Brian Thill’s book, Waste, is beautiful little essay on the role of waste in our lives. He documents through vivid case studies some of the physical, digital, and chemical waste that we produce every day and that infiltrates our lives. The chapter titled “Million Year Panic” caught my attention because I’m thinking a bit about a short chapter on the American West for our little book on the Alamogordo Atari Expedition. Thill makes explicit the link between sites like the Waste Isolation Pilot Plant (WIPP) near Carlsbad, New Mexico and the dump of Atari games in Alamogordo. (His work echoes many of the sentiments in Lippard’s Undermining, which I discuss here).
Thill locates WIPP and the Atari dump at the intersection of our desperate realization that when we’re gone, our waste may no longer have meaning.
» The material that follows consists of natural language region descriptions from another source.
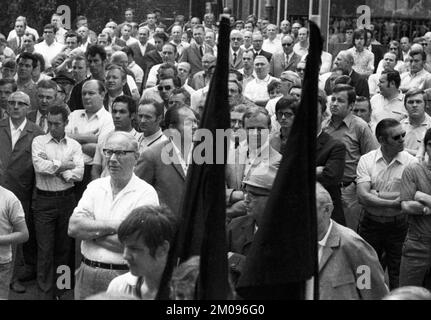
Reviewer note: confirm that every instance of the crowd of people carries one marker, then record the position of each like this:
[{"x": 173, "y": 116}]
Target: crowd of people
[{"x": 87, "y": 117}]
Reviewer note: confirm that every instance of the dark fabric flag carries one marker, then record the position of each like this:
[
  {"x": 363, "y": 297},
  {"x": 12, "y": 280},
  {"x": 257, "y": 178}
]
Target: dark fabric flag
[
  {"x": 202, "y": 231},
  {"x": 284, "y": 251}
]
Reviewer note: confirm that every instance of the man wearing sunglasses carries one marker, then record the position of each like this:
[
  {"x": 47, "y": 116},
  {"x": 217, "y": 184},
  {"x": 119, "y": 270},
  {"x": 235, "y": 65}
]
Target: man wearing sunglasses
[
  {"x": 379, "y": 172},
  {"x": 286, "y": 60}
]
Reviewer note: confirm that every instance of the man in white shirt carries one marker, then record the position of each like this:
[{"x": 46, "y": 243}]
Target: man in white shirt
[
  {"x": 49, "y": 48},
  {"x": 257, "y": 89},
  {"x": 104, "y": 205}
]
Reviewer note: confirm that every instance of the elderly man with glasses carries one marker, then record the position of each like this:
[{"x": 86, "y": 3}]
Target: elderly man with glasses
[{"x": 104, "y": 205}]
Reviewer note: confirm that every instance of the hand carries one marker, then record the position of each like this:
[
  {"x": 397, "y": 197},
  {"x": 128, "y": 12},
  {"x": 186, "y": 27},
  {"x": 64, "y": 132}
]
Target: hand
[{"x": 42, "y": 155}]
He recounts how the designers of the WIPP facility solicited suggestions from around the world on how to mark this site as dangerous and toxic for tens of millions of years. The result was the “Expert Judgement on Markers to Deter Inadvertent Human Intrusion into the WIPP” (.pdf) which produced numerous recommendations on how to mark out the site as deadly. Conversely, the excavation of the Atari games looked to recover our “wasted” youth and to determine whether it still held meaning.
Both the WIPP and the Atari dump fall in part of the world which contemporary society has tended to see as a marginal. In the last 70 years, we have dropped atomic bombs, buried radioactive material, and dumped high tech waste in the deserts of the American West (not to mention mining, syphoning of water, and selling off of land), and this activity has generally neglected the delicate ecosystems and, more importantly, disregarded the rights of indigenous communities in this area. In other words, the discarding of waste in the southwest, reflects not just increasingly outdated views of the desert ecology, but also views of race and culture propelled forward by the seemingly inexorable pace and priorities of capitalism.